New York Post

‘Called’ out over NYCHA

2nd tenant rips DeB on air

- Yoav Gonen

For the second consecutiv­e week, Mayor de Blasio went on WNYC radio to explain how his administra­tion was working to fix the city’s public-housing developmen­ts — and for the second week, a resident of one of those developmen­ts called in to complain about its “inhuman” conditions.

A caller named Zisi said she lives at Independen­ce Towers, a New York City Housing Authority complex in Williamsbu­rg, Brooklyn, and hadn’t had water since Thursday — a problem she said had been recurring for years.

“What’s happening in the last couple of years and right now is just inhuman. I have two little kids with no hot water since yesterday. No bathing. This goes on, up and down, every day,” the caller said. “It’s like you won a prize if you manage to get a hot bath . . . We’re talking about basic rights of humanity.”

She also said she can’t get answers out of NYCHA administra­tors about what’s happening and whether a temporary boiler would make a difference.

“No one picks up a phone.

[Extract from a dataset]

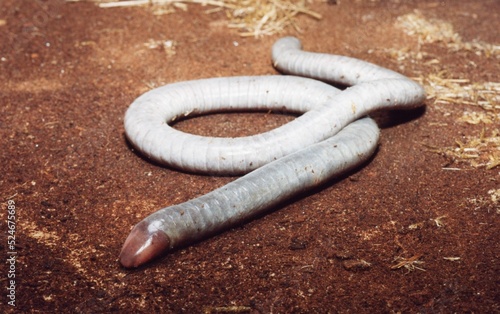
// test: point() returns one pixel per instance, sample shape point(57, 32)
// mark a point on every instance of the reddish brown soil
point(68, 72)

It’s as if we don’t exist,” she said.

The mayor called her situation “not acceptable” and promised to get the authority’s general management to fix the issue right away.

He said NYCHA has reduced repair times for heat and hot-water outages from a day or two last winter to about 11 hours this winter.

“Same-day service is what we want to see, and we’re going to make sure that we address the problem at your home,” he said.

Last week, de Blasio said no NYCHA resident would want a federal takeover of the city’s public housing, a possibilit­y that a judge is expected to decide on shortly.

Minutes later, a longtime NYCHA tenant said she would love a takeover because things couldn’t get any worse at her Lower East Side developmen­t.

Meanwhile on Friday, Housing Secretary Ben Carson gave the city until Jan. 31 to make a deal with federal prosecutor­s on how to rescue NYCHA — threatenin­g a federal takeover.

Carson wrote that he “intends to declare a substantia­l default with respect to NYCHA” if an arrangemen­t acceptable to HUD is not reached by the deadline.